Thursday News: Simon & Schuster experiments with free content; why Verizon bought AOL; sexist protests against new Mad Max movie; and cool steampunk sculptures
S&S Tries Geo-Targeting in New Marketing Outreach – Foli is a mobile content delivery service that will allow certain Simon & Schuster books to be viewed and read – for free – in a number of airports, museums, and hotels. Although users have to download the Foli app first, they will then have access to the content specifically available at a specific location. It’s an interesting concept, especially for venues like museums. Hotels are another venue where patrons might be likely to read a free book. I don’t know how such a service might affect airport news stands and bookstores, though, where travelers are more likely to purchase a full-price hardcover, book, but I’m definitely glad to see a Big 5 publisher experimenting with free content.
The availability of the e-books will last for three days while they are being accessed at the targeted venue. The service also allows the consumer to buy the book outright at any time. One of the feature titles in the program, David McCullough’s The Wright Brothers, displays how the publisher can use this technology in promoting specific titles. The biography, published this month, will be available at venues that tie into its theme, in all about 50 venues around the country. The title will be available via the National Air & Space Museum and other landmark locations associated with the brothers’ home state of North Carolina. –Publishers Weekly
Why AOL Is Worth $4.4B to Verizon (And It Ain’t HuffPo) – A very interesting analysis of the Verizon acquisition of AOL, which focuses on the advertising power of AOL, as well as Verizon’s ambition to become a provider of original content, similar to Netflix, although it may be looking to use advertising to fund the content, more in the tradition of basic television networks than subscription services and channels. AOL has apparently grown into an advertising empire of sorts, with a built-in subscribership, and if Verizon is looking to monetize content and content delivery, AOL may be a powerful partner in those ambitions.
“AOL has successfully built a robust ad tech stack with assets across mobile, social, video, and programmatic for both advertisers and publishers,” wrote MoffettNathanson analyst Craig Moffett this morning. “It has premium audience measurement and attribution capabilities, as well as content creation and distribution technologies.”

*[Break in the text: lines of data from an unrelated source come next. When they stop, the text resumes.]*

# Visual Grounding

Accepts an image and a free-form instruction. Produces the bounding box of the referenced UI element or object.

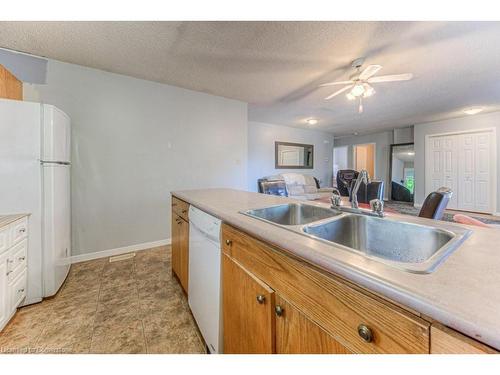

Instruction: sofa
[258,173,334,201]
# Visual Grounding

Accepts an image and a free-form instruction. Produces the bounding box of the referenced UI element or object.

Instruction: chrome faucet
[351,170,370,209]
[330,170,385,218]
[330,188,342,208]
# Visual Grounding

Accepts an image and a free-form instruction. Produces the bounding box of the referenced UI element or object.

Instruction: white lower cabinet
[0,216,29,332]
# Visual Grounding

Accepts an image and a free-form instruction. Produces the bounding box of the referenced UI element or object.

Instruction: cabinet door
[0,252,8,329]
[275,295,352,354]
[171,213,181,280]
[178,218,189,293]
[223,254,275,353]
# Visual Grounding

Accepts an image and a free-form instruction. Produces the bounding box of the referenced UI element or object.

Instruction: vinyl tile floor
[0,246,206,354]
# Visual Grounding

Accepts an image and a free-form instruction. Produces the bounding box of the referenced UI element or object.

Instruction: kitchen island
[171,188,500,353]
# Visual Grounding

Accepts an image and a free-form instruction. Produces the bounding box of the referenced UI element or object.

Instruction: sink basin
[243,203,341,226]
[302,214,471,273]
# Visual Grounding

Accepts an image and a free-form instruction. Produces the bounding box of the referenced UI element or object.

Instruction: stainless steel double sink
[241,203,472,274]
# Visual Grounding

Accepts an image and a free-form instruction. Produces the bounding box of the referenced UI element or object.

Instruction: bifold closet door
[428,135,458,209]
[458,134,475,211]
[473,132,492,213]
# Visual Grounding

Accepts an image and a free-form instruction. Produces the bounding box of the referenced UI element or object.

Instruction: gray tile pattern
[0,246,206,354]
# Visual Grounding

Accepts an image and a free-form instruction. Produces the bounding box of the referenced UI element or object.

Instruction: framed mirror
[275,141,314,169]
[389,143,415,202]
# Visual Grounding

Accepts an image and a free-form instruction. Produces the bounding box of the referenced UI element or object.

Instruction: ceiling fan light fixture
[351,84,365,97]
[463,107,484,115]
[363,85,375,98]
[306,118,318,125]
[346,92,355,101]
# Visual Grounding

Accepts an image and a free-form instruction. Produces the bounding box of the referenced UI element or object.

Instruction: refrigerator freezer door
[42,104,71,163]
[42,164,71,297]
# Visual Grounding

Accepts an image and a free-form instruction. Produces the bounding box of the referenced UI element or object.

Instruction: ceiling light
[407,151,415,156]
[363,84,375,98]
[306,118,318,125]
[346,93,355,101]
[350,84,365,97]
[463,107,484,115]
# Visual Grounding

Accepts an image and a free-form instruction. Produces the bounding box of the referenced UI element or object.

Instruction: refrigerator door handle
[40,161,71,166]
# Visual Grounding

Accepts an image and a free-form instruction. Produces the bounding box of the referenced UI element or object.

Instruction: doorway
[353,143,375,178]
[333,146,348,187]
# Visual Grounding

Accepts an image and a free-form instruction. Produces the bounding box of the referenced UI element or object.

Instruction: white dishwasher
[188,206,223,354]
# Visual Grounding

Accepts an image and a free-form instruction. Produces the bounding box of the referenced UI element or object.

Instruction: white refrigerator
[0,98,71,305]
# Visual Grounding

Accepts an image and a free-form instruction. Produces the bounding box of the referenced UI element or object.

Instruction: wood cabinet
[431,324,497,354]
[223,254,275,354]
[0,65,23,101]
[171,197,189,293]
[275,295,352,354]
[222,223,431,354]
[223,252,352,354]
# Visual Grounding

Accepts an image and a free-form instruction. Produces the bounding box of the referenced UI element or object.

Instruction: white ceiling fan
[320,58,413,113]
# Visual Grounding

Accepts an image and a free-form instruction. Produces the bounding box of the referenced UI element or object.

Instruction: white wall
[414,111,500,212]
[25,59,248,255]
[333,130,393,200]
[247,121,334,192]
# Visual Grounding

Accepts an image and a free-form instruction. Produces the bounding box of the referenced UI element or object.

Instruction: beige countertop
[0,214,29,229]
[172,188,500,350]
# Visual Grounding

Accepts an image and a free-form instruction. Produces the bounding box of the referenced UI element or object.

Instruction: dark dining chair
[418,188,453,220]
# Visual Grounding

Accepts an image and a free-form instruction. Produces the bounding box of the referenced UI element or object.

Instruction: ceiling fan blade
[324,85,353,100]
[359,65,382,80]
[368,73,413,83]
[319,80,353,87]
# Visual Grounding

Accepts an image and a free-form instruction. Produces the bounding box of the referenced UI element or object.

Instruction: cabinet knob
[182,209,187,214]
[275,305,284,317]
[357,324,374,343]
[18,288,25,293]
[19,256,26,261]
[19,228,26,233]
[256,295,266,304]
[225,239,232,246]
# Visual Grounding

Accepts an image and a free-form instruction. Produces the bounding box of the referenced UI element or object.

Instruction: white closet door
[458,134,475,211]
[474,132,492,212]
[429,137,444,192]
[442,136,459,209]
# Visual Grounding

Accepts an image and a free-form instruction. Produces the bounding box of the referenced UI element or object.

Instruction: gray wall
[25,59,248,255]
[334,130,394,200]
[247,121,334,192]
[414,111,500,212]
[393,126,414,144]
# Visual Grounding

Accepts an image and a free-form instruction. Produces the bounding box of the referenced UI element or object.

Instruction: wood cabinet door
[178,218,189,293]
[171,213,181,280]
[223,254,275,353]
[275,295,352,354]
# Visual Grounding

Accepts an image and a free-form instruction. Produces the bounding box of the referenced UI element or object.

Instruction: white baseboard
[71,238,171,264]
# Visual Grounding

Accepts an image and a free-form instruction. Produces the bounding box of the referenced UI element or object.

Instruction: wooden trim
[0,65,23,100]
[430,323,497,354]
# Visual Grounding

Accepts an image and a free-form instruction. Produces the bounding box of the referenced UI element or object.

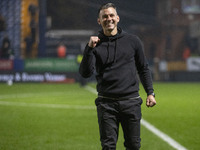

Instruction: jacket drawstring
[106,41,110,63]
[106,38,118,65]
[114,39,117,63]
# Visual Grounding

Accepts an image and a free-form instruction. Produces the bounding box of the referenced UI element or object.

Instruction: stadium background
[0,0,200,82]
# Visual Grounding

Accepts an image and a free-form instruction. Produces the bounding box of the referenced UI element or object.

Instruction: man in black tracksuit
[79,3,156,150]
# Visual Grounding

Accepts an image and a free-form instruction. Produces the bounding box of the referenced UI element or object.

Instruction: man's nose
[107,16,112,20]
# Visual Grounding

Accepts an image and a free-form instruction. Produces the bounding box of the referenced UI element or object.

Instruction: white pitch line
[0,101,95,110]
[84,85,98,95]
[141,119,187,150]
[0,92,68,100]
[84,85,188,150]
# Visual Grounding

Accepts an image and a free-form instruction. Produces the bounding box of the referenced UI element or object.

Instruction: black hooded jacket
[79,27,154,99]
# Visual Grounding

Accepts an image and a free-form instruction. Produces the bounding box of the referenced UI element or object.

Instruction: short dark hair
[98,3,117,16]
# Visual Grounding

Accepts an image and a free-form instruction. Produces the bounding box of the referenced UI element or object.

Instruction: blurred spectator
[182,46,191,61]
[77,50,87,87]
[28,4,38,17]
[1,35,11,59]
[24,36,33,58]
[165,34,172,60]
[57,44,67,58]
[28,3,38,50]
[0,14,6,32]
[148,43,156,65]
[30,18,37,43]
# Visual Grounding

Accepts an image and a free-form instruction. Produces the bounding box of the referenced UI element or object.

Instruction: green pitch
[0,82,199,150]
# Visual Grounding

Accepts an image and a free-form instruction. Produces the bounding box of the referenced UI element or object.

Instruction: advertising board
[0,72,75,83]
[24,58,79,72]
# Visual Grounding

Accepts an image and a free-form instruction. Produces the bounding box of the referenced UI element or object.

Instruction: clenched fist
[146,95,156,107]
[88,36,100,48]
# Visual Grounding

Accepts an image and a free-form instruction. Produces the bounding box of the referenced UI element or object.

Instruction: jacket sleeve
[79,44,95,78]
[134,37,154,95]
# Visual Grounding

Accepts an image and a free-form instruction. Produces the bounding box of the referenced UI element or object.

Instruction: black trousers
[95,97,143,150]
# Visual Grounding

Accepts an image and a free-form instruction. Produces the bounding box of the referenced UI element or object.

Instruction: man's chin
[106,27,115,32]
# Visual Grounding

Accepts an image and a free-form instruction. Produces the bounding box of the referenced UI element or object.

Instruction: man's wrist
[148,93,155,97]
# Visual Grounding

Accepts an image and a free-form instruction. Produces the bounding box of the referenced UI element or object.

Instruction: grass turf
[0,82,199,150]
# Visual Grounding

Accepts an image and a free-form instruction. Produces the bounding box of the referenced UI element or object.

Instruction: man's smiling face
[98,7,120,36]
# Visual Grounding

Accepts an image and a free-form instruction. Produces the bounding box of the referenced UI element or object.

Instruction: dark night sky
[47,0,156,30]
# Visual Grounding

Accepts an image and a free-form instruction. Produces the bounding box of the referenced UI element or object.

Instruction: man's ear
[117,15,120,23]
[97,18,101,25]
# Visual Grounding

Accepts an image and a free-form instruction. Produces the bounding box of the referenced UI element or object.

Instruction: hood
[98,27,124,41]
[98,27,125,65]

The real AOL is an advertising powerhouse, growing at a fearsome clip. That’s what Verizon is buying. Well, that and a bunch of zombie dial-up subscribers, the 2.1 million lost souls who still pay AOL a monthly tithe to access the internet. –Wired
Furious about Furiosa: Misogynists are losing it over Charlize Theron’s starring role in Mad Max: Fury Road – Although the extreme misogyny we’re seeing in certain infamous movements has been dismissed by some as part of the backlash that signals the growing social, economic, and political power of women, it is at best an inconvenient obstacle to gender equity and at worst a real danger. This ridiculous protest of Charlize Theron’s starring role in the new Mad Max installment definitely seems to be more annoying than dangerous, with its claims that Theron’s role is “ruining women for men, and men for women.” Whatever the hell that means. Still, this particular backlash provides a sense of how very frothy some of this rhetoric has become. And it makes me even more grateful for the news that Meryl Streep is funding a writing lab for female screenwriters over 40. Now, if we could just get these misogynists to take a few courses on geography and cultural imperialism:
You might think that someone this worried about the legacy of the original Mad Max might have noticed somewhere along the way that Mad Max is not actually a “piece of American culture” at all. It was an Australian film, filmed in Australia, directed by an Australian, and starring an American citizen who’d been living in Australia since the age of twelve.
I’m guessing that the director of Fury Road might have a somewhat more nuanced understanding of the original Mad Max than someone who doesn’t even know what country the movie was made in, especially given that the director of Fury Road, the director of the original Mad Max, the director of The Road Warrior and the director of Beyond Thunderdome are actually all the very same person. –We Hunted The Mammoth
Russian Artist Creates Steampunk Animals From Old Car Parts, Watches And Electronics – So very cool.
Russian artist Vigor Verniy has managed to create truly spectacular works of art using old compartment from spare parts and junk. Working the metal objects into steampunk inspired animals is no easy feat, yet one that Verniy manages to do with great success – certain parts move, bringing the already detailed sculpture to life. –One More Post
Slight correction – Wilbur was born in Indiana. Orville was born in Ohio.
That skeletal cat-bat whatever? WANT. The care and detail with which the artist crafted those pieces is breathtaking: the bird’s spread wings, the tilt of the cat’s head, which made me laugh out loud. This is how I will think of steampunk from now on.
I’ve been following the AOL/Verizon story with interest since I’m a section leader (Erotic Writing/Books and Writers Community) at Compuserve. Yes, there’s still a Compuserve and they’re owned by AOL. We’ve been together as a community since at least the late 80s/early 90s, so it would be heartbreaking to many of us to have things fall apart under new ownership. However, I remain optimistic that we’ll still be chugging along.